Mais pourquoi Pinochet se serait-il gêné ? Quoi qu'ils aient cherché à faire croire, les gouvernements occidentaux n'étaient pas les moins intéressés à ce que ne se tienne pas un procès où risquait de s'étaler leur complicité avec les généraux chiliens. Une complicité présente en forme de secret de polichinelle, dans le cas de l'Angleterre ayant (mais d'autres aussi, on peut le supposer) un contrat de fournitures d'armes au Chili bloqué depuis un an et demi par le fait que le gouvernement britannique ne pouvait pas laisser partir Pinochet. Mais, surtout, une complicité passée, car Pinochet et ses pairs du haut état-major chilien n'auraient pas pu plonger leur pays dans le sang, en 1973, sans l'accord tacite des puissances impérialistes et sans le soutien actif d'au moins la première d'entre elles, les Etats-Unis.
Finalement, c'est fort de cette complicité et de ce soutien encore maintenant que l'état-major chilien a tenu à faire un triomphe à son ancien chef de retour. Avant même les membres de sa famille, ce sont ces hauts gradés, dont beaucoup ont sur les mains le sang des milliers de militants et travailleurs chiliens qu'ils ont torturés et exécutés des années durant, qui se trouvaient au premier rang pour accueillir Pinochet à sa descente d'avion.
C'est choquant, révoltant, mais cela a au moins l'avantage de la clarté. A cinq jours seulement de l'investiture du nouveau président socialiste chilien, Ricardo Lagos, cela rappelait, à ceux qui l'auraient oublié, qui détient le véritable pouvoir. Ou plutôt sur quoi s'appuie toujours en dernier recours le pouvoir des classes possédantes, au Chili, mais ailleurs aussi.
Cette démonstration de force était, bien sûr, adressée aux masses populaires chiliennes, pour le cas où elles nourriraient des illusions sur le nouveau président.

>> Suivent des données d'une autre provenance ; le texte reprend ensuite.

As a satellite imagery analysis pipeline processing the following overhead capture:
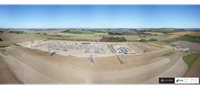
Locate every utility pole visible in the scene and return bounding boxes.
[90,44,94,65]
[47,44,51,57]
[75,43,77,53]
[131,36,132,42]
[121,51,124,63]
[98,44,99,52]
[97,36,99,43]
[180,40,182,47]
[31,40,33,51]
[125,31,126,36]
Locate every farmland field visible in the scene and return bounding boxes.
[65,31,105,35]
[164,39,178,43]
[187,32,200,36]
[166,31,192,39]
[23,29,65,35]
[158,34,173,37]
[81,31,95,34]
[164,34,200,43]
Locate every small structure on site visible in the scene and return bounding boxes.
[175,46,190,52]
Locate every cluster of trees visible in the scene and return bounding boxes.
[108,32,124,35]
[35,32,47,35]
[60,30,70,33]
[175,29,187,31]
[139,39,147,42]
[149,39,158,41]
[163,32,168,34]
[107,31,134,35]
[134,33,157,36]
[100,36,126,42]
[139,38,158,42]
[10,31,24,34]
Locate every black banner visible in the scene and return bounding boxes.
[159,78,175,84]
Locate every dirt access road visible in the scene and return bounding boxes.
[0,56,22,84]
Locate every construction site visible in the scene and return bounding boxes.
[16,39,172,59]
[1,35,197,84]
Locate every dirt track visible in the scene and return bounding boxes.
[0,57,22,84]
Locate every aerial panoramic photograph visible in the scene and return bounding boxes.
[0,3,200,86]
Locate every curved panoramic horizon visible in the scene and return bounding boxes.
[0,5,200,28]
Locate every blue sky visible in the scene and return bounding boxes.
[0,5,200,28]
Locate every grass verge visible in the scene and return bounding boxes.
[0,55,4,59]
[163,51,175,56]
[12,43,20,46]
[182,53,200,69]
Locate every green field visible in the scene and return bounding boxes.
[11,31,24,34]
[164,39,178,43]
[164,34,200,43]
[163,51,175,56]
[183,53,200,68]
[87,30,106,33]
[81,31,95,34]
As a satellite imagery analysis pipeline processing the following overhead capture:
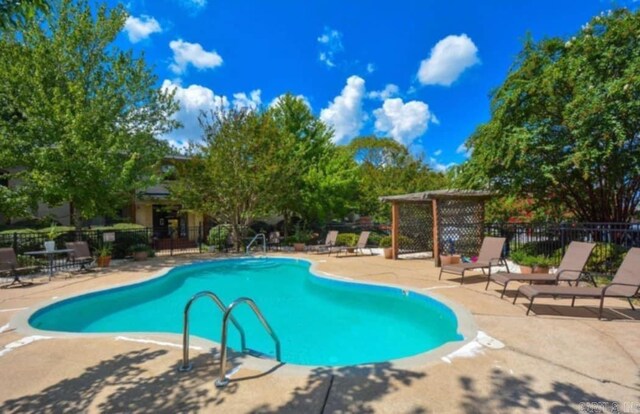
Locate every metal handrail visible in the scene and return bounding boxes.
[246,233,266,253]
[215,297,281,388]
[179,291,247,372]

Et si elle n'a guère été du goût de Lagos, qui a déclaré : " Je ne tolèrerai pas de telles provocations ", c'est précisément parce qu'il apparaissait n'avoir ni la volonté, ni la force d'empêcher de telles " provocations ".
Dans une conférence de presse, Lagos a tenu à affirmer que le Chili est un Etat démocratique " où les forces militaires sont disciplinées, obéissantes et ne s'ingèrent pas dans les affaires politiques ". On aurait cru entendre un autre président du Chili, lui aussi socialiste, Allende, deux mois avant que son ministre de la Défense, un certain Augusto Pinochet, ne le renverse et n'instaure la loi martiale.
Allende, qui disait alors Pinochet " loyal comme un boeuf ", savait pourtant que l'armée préparait un coup d'Etat. Des soldats et matelots du rang, qui avaient dénoncé le coup d'Etat en préparation, étaient déjà arrêtés et torturés dans les casernes, qu'Allende répétait à qui voulait l'entendre que les forces armées sont " disciplinées, obéissantes et ne s'ingèrent pas dans les affaires politiques ", comme le fait Lagos 27 ans plus tard.
C'est qu'Allende, même se sachant directement menacé par l'armée, préférait encore cela que de voir la classe ouvrière chilienne se défendre en attaquant l'institution militaire, ce bras armé de l'Etat et dernier rempart de la classe dirigeante.
Allende paya de sa vie sa fidélité à cette classe, sa classe. Il en avait fait le choix. Mais des centaines de milliers de pauvres, de travailleurs, de militants de gauche, et avec eux l'immense majorité de la population, qu'Allende et le gouvernement de gauche avaient consciemment désarmés le payèrent de dizaines de milliers de morts, de torturés " disparus ", d'une dictature qui s'abattit sur le pays pour de nombreuses années.
Les déshérités chiliens voulaient du pain, la soldatesque leur répliqua par des balles après que les hommes politiques de gauche les eurent abreuvés de mensonges meurtriers sur le respect de la " démocratie " par la gent militaire. C'est de cela qu'il faut se souvenir, et à quoi il faut se préparer à l'avenir, au Chili comme ailleurs. Y compris en se défiant des Allende modernes qui, comme Lagos, voudraient le faire oublier alors que les Pinochet d'aujourd'hui, eux, ont gardé tout leur pouvoir de nuire, et l'affichent au grand jour.